Posicionamento dos órgãos responsáveis e os protocolos de atendimento

Diante da repercussão, os órgãos responsáveis se manifestaram. O Samu informou, por meio de nota, que foi acionado por volta das 21h para atender a uma ocorrência de queda de motocicleta na Rua Caldas, no bairro São João. Uma ambulância foi enviada ao local, porém, ao chegar, a equipe constatou que a vítima já havia sido socorrida pelos moradores.

O Corpo de Bombeiros, por sua vez, confirmou que também foi acionado, mas alegou não ter ambulância disponível no momento, motivo pelo qual o atendimento foi transferido para o Samu. A Secretaria Municipal de Saúde de Pouso Alegre, procurada pela EPTV, esclareceu que a UPA não possui competência legal ou operacional para realizar atendimentos iniciais em vias públicas. Segundo a pasta, essa responsabilidade é exclusiva do Samu e do Corpo de Bombeiros.

A prefeitura adicionou que a ambulância da UPA é destinada unicamente ao suporte das atividades internas da unidade, como transferências hospitalares, e não pode ser utilizada em acidentes externos.
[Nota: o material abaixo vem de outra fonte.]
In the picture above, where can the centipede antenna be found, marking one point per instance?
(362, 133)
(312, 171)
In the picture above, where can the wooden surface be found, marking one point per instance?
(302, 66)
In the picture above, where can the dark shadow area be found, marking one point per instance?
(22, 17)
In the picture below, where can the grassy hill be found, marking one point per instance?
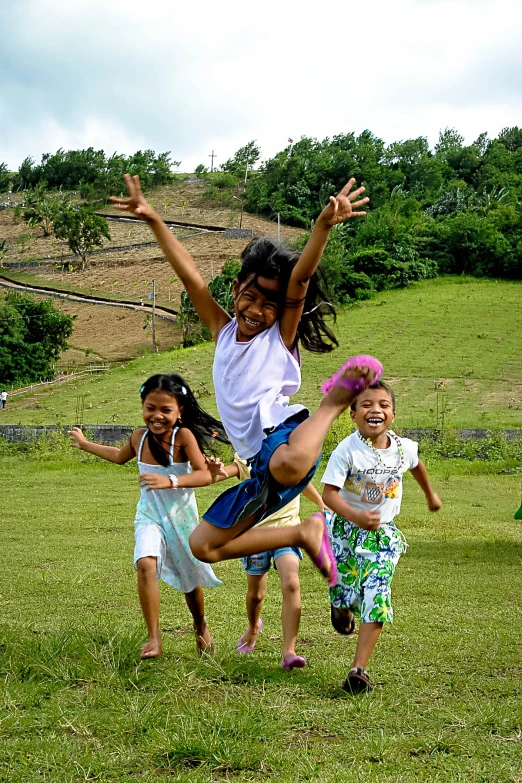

Além disso, enfatizou que os profissionais de saúde devem permanecer na UPA para garantir a assistência aos pacientes já em atendimento, e que o deslocamento da equipe para ocorrências externas comprometeria o funcionamento do serviço. A orientação oficial da Secretaria de Saúde para a população, em casos de acidentes em vias públicas, é acionar o Samu pelo telefone 192.

Reflexões sobre a prontidão e a coordenação dos serviços de emergência

O episódio em Pouso Alegre levanta importantes questões sobre a articulação entre os diferentes serviços de emergência e a clareza dos protocolos para a população. A distinção de competências entre UPA, Samu e Bombeiros, embora fundamental para a organização do sistema de saúde, pode gerar confusão e atrasos críticos em momentos de necessidade extrema, como demonstrado pelo socorro improvisado.

A falta de uma ambulância disponível pelos Bombeiros e a restrição de atuação da UPA, conforme as explicações oficiais, apontam para desafios na alocação de recursos e na capacidade operacional dos serviços. É crucial que haja uma revisão contínua e um aprimoramento na comunicação desses protocolos à população, bem como um investimento em infraestrutura e pessoal para garantir que a resposta a emergências seja sempre ágil e eficaz. A confiança da comunidade na capacidade de seus serviços de emergência é um pilar fundamental para a segurança e bem-estar coletivo.